Der Sportjournalismus steckt in einem Dilemma: Einerseits soll er, wie andere Spielarten des Journalismus auch, seinen Gegenstand kritisch betrachten, auch die Schattenseiten des hochkommerzialisierten Profisports beleuchten. Andererseits ist er selbst Teil eines Betriebs, in dem eben solche unabhängigen, kritischen Stimmen vielfach als „produktschädigend“ angesehen werden. Der freie Journalist Tonio Postel hat, gefördert durch die Otto-Brenner-Stiftung, eine Bestandsaufnahme der aktuellen Situation vorgelegt.
Speziell im Profifußball dominiert vielfach eine Berichterstattung, in der jede Distanz verloren gegangen ist, wo aus Fanreporter-Perspektive Heldenverehrung betrieben und wo eine auch hintergründige Sicht der Verhältnisse einer besinnungslosen Live-Berichterstattung geopfert wird.
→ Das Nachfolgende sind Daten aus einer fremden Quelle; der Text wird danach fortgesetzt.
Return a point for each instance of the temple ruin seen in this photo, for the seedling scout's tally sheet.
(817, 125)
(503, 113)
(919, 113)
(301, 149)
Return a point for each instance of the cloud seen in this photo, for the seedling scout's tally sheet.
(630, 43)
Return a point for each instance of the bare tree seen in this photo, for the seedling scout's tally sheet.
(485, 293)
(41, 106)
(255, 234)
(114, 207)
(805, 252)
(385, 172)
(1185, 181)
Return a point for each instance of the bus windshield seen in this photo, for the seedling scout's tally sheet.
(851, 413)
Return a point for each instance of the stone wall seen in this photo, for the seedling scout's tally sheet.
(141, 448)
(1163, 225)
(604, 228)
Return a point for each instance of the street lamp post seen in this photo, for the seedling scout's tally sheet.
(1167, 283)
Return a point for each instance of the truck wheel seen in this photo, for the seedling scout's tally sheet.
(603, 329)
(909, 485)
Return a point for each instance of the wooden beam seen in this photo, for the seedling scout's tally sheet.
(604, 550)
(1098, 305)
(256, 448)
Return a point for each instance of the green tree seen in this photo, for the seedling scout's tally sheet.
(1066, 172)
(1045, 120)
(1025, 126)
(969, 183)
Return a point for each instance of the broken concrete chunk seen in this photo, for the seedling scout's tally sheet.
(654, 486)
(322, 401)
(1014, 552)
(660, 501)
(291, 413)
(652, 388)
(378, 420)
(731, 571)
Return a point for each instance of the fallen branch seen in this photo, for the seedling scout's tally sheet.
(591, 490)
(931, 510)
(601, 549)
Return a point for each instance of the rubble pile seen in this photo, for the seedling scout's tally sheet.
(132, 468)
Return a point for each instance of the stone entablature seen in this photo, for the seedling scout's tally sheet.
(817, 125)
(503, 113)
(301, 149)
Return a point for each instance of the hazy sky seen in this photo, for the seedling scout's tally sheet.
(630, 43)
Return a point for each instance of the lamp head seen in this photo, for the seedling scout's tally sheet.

Tonio Postels Untersuchung der aktuellen Situation des Sportjournalismus, gestützt auf Dutzende von Interviews mit Akteuren des Fußballsportbetriebs, stellt der Branche kein gutes Zeugnis aus. Journalistische Kritiker kommerzieller Fehlentwicklungen sind nicht nur in der Minderheit. Sie sind bei Vereinen, Verbänden und Sportlern in der Regel nicht gut gelitten. Und werden zunehmend durch verbands- und vereinseigene Medien ausgebremst. Ohnehin überwiegt der Typ Reporter, der darauf achtet, seine Informanten nicht durch allzu unabhängige Recherchen zu verprellen. Die Übergänge von der halbwegs sachlichen Berichterstattung zur offenen PR sind gelegentlich fließend. Und das nicht nur auf individueller Ebene. Nicht selten arbeiten Regionalblätter mit dem örtlichen Profiklub zusammen.
Dabei erscheint der Bedarf nach kritischer Betrachtung gerade im Profifußball größer denn je. Denn das Publikum reagiert zunehmend verstimmt: auf die Korruptionsskandale von FIFA und UEFA, die hemmungslose Kommerzialisierung in Form explodierender Preise für attraktive Übertragungsrechte, die Gefährdung der Fankultur durch rücksichtslose Zerstückelung der Spielpläne etc. Beleg dafür sind die zuletzt registrierten sinkenden Einschaltquoten bei den Spielen des deutschen Nationalteams in der Nations League. Gleiches gilt für die Spiele der Champions League, die in dieser Saison erstmals nicht mehr im Free TV, sondern nur von den beiden Pay-TV-Anbietern Sky und Dazn übertragen werden.
Postel begnügt sich nicht mit einem Plädoyer für eine „kritische, mehrdimensionale Sportberichterstattung“. Einige der von ihm vorgeschlagenen Maßnahmen betreffen die Binnenentwicklung der Fußballbranche selbst. Etwa neue Regeln im Umgang zwischen Vereinen und Fans, Unterstützung von Fanprojekten etc. Andere erscheinen eher selbstverständlich, zum Beispiel die Organisation regelmäßiger Fortbildungen von Sportjournalisten und Pressesprechern durch den Verband Deutscher Sportjournalisten oder das Ausloben eines Preises für kritischen Sportjournalismus. Eher naiv mutet der Vorschlag an, „Profifußballvereine sollten die Medien stärken, indem sie die Bedeutung von kritischer, unabhängiger Berichterstattung öffentlich machen und ihren Fans die Unterschiede zu den selbst produzierten Werbebeiträgen, die die Vereine über die Klub-Kanäle im Internet verbreiten, erklären“. Dass hiesige Bundesligisten eine solche „Selbstverpflichtung“ jemals unterschreiben, erscheint denn doch nicht vorstellbar.
Tonio Postel: Zwischen Fanreportern und Spielverderbern. Fußballjournalismus auf dem Prüfstand. OBS-Arbeitspapier 33, Frankfurt/M. 2018.